For FATCA, an entity is regarded as being related to another entity if one entity controls the other or the two entities are under common control the “related entity group.”

For this purpose, control is taken as including the direct or indirect ownership of more than 50 percent of the vote and value in an entity.

An entity that is a member of a related entity group will not be a Financial Institution if-

  • The entity does not maintain Financial Accounts (other than accounts maintained for members of its related entity group);
  • The entity does not hold an account with or receive U.S. source withholdable payments from any withholding agent other than a member of its related entity group;
  • The entity does not make U.S. source withholdable payments to any person other than to members of its related entity group that are not limited FIs or limited branches; and
  • The entity has not agreed to undertake reporting as a Sponsoring Entity or otherwise act as an agent regarding the Agreement on behalf of any Financial Institution, including a member of its related entity group.
    Related Entities are relevant in the context of the obligations placed on UK Financial Institutions, in respect of any related entities that are Non-Participating Financial Institutions (NPFI).

Where a UK Financial Institution has any Related Entities that, as a result of the jurisdictions they operate in, are unable to comply with FATCA, then the UK Financial Institution must treat the related entity as an NPFI and fulfil obligations in respect of that NPFI as set out in Article 4 of the Agreement. Further guidance on these obligations is set out in more detail at Section 9.4.

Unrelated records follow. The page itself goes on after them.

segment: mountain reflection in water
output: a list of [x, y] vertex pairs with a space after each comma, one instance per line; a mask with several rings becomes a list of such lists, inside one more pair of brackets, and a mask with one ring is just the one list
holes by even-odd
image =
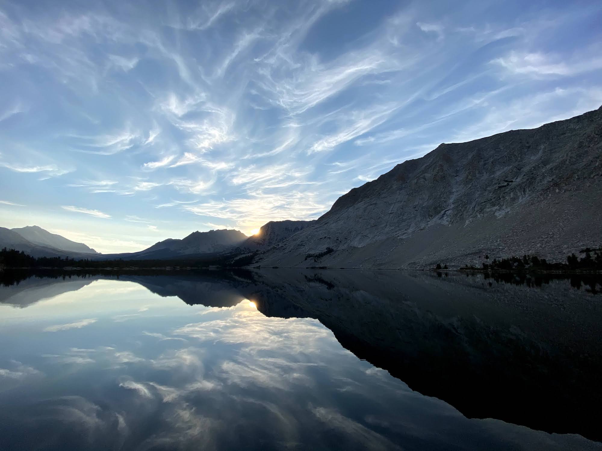
[[46, 275], [0, 286], [3, 450], [602, 449], [595, 278]]

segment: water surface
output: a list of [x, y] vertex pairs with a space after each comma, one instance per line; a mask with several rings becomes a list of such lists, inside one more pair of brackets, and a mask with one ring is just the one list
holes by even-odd
[[0, 286], [2, 449], [602, 449], [595, 281], [30, 275]]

Exemption for Investment Entities

Investment Entities that have received seed capital from a member of a group to which the Investment Entity belongs will not be considered a Related Entity for the purposes of the Agreement.

In general a seed capital investment is an initial capital contribution (that is intended as a temporary investment), made to an Investment Entity. This will generally be for the purposes of establishing a performance record before selling interests in the entity to unrelated investors, or for purposes otherwise deemed appropriate by the manager.

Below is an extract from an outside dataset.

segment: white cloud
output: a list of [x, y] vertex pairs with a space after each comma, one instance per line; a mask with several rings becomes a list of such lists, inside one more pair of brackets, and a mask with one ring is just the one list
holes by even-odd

Specifically, an Investment Entity will not be considered a Related Entity as a result of a contribution of seed capital by a member of the group if:

  • the member of the group that provides the seed capital is in the business of providing seed capital to Investment Entities that it intends to sell to unrelated investors;
  • the Investment Entity is created in the course of its business;
  • any equity interest more than 50% of the total value of stock of the Investment Entity is intended to be held for no more than three years from the date of acquisition; and
  • in the case of an equity interest that has been held for over three years, its value is less than 50% of the total value of the stock of the Investment Entity.